# Like to find a long handled cordless vacuum that has a little power.



## Sleeper (Mar 24, 2009)

I spend a lot of time moving things around to sweep and my shop vac is a pain to use as well. I’m always tripping over the cord and knocking things over with the hoses. 

I’ll still use the shop vac for the major cleaning, but I would like to have something quick and easy to suck up those little messes like when you’re drilling wood or spill something. I have my magnet on a stick for when I spill screws or drop tools, but a lot of my screws are brass which isn’t picked up. My shop vac will pick up that stuff, but then it’s a pain going through the canister to retrieve. 

I was just curious if anybody used a cordless shop vac. I want one with a long handle so I can reach behind stuff with moving everything around or deal with hoses.


----------



## hawkeye10 (Feb 18, 2015)

Sleeper said:


> I spend a lot of time moving things around to sweep and my shop vac is a pain to use as well. I’m always tripping over the cord and knocking things over with the hoses.
> 
> I’ll still use the shop vac for the major cleaning, but I would like to have something quick and easy to suck up those little messes like when you’re drilling wood or spill something. I have my magnet on a stick for when I spill screws or drop tools, but a lot of my screws are brass which isn’t picked up. My shop vac will pick up that stuff, but then it’s a pain going through the canister to retrieve.
> 
> I was just curious if anybody used a cordless shop vac. I want one with a long handle so I can reach behind stuff with moving everything around or deal with hoses.




Johnny, I use my shop vac to do what you are talking about. I was drilling holes just a few minutes ago and my shop vac was about 15' away. I have a long hose hooked to it and a remote to turn it on and off. I have two of these remotes one for my shop and the other for my 1.5HP dust collector.

https://www.amazon.com/gp/product/B004ZUKG6Y/ref=oh_aui_detailpage_o01_s00?ie=UTF8&psc=1


----------



## Sleeper (Mar 24, 2009)

hawkeye10 said:


> Johnny, I use my shop vac to do what you are talking about. I was drilling holes just a few minutes ago and my shop vac was about 15' away. I have a long hose hooked to it and a remote to turn it on and off. I have two of these remotes one for my shop and the other for my 1.5HP dust collector.
> 
> https://www.amazon.com/gp/product/B004ZUKG6Y/ref=oh_aui_detailpage_o01_s00?ie=UTF8&psc=1


Oh yes I actually have one of those for my Dust collector, but I only use the dust collector for my stationary power tools. I have my ShopVac for small stuff around the shop. If I had ceiling space I would drop down hoses to keep them out of the way. 
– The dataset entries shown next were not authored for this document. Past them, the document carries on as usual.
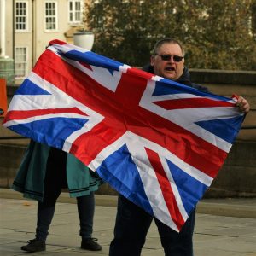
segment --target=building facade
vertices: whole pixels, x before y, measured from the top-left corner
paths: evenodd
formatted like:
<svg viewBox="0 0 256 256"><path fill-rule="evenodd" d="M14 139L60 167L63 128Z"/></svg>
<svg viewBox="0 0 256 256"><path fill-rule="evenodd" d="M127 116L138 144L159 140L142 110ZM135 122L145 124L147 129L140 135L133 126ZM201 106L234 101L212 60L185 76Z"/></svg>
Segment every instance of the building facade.
<svg viewBox="0 0 256 256"><path fill-rule="evenodd" d="M27 76L49 41L73 44L73 33L83 28L84 0L0 1L1 55L14 59L15 84Z"/></svg>

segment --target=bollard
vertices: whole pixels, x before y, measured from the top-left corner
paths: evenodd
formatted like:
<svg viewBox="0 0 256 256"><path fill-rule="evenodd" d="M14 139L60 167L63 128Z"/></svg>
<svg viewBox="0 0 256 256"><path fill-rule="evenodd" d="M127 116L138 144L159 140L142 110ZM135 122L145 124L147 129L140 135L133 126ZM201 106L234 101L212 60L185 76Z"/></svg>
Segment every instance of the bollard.
<svg viewBox="0 0 256 256"><path fill-rule="evenodd" d="M6 80L0 78L0 117L4 117L7 112Z"/></svg>

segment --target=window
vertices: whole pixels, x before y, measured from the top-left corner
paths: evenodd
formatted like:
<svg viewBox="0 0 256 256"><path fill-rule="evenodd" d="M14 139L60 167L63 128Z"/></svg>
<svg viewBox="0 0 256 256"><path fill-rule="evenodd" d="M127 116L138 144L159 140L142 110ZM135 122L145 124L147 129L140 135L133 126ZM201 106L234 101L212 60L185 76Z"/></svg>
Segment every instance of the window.
<svg viewBox="0 0 256 256"><path fill-rule="evenodd" d="M15 78L25 78L27 75L27 49L15 47Z"/></svg>
<svg viewBox="0 0 256 256"><path fill-rule="evenodd" d="M70 23L81 23L82 21L82 11L83 11L82 1L69 0L68 1L68 17Z"/></svg>
<svg viewBox="0 0 256 256"><path fill-rule="evenodd" d="M57 30L57 3L55 1L45 2L45 29Z"/></svg>
<svg viewBox="0 0 256 256"><path fill-rule="evenodd" d="M15 29L16 31L27 30L27 2L15 3Z"/></svg>

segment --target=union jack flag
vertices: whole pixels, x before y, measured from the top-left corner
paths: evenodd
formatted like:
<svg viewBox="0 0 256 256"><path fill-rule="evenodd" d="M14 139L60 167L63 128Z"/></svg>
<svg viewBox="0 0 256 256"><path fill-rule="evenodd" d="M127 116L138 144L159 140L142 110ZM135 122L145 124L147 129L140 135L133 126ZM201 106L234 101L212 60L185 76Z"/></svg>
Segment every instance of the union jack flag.
<svg viewBox="0 0 256 256"><path fill-rule="evenodd" d="M234 99L53 40L16 90L3 125L74 154L179 231L242 119Z"/></svg>

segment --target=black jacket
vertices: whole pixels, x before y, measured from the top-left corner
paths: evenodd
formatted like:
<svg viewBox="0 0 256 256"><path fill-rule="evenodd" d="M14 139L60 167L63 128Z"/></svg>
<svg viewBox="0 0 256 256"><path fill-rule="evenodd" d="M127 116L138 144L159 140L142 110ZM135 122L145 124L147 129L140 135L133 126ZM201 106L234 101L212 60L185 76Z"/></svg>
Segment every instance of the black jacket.
<svg viewBox="0 0 256 256"><path fill-rule="evenodd" d="M151 66L150 64L144 66L143 67L143 70L151 73L154 73L153 66ZM185 84L185 85L191 86L193 88L198 89L204 92L209 92L209 90L207 87L204 87L204 86L201 86L200 84L194 84L191 82L190 73L189 73L189 68L186 67L184 67L182 76L176 82Z"/></svg>

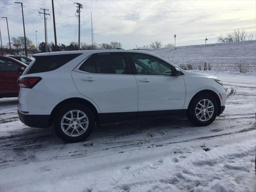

I still think it would be handy to have a cordless vac without the hoses or cord. My wife has like a dust buster on a stick that works OK, but it has a cord that just isn't long enough to keep plugged in and I would trip over it anyway.


----------



## grnspot (Feb 5, 2017)

So far, I've been very satisfied with the Porter Cable 20V vacuum I bought last fall (I already had the battery)! https://www.amazon.com/gp/product/B0742JF7HT/ref=oh_aui_detailpage_o02_s00?ie=UTF8&psc=1


----------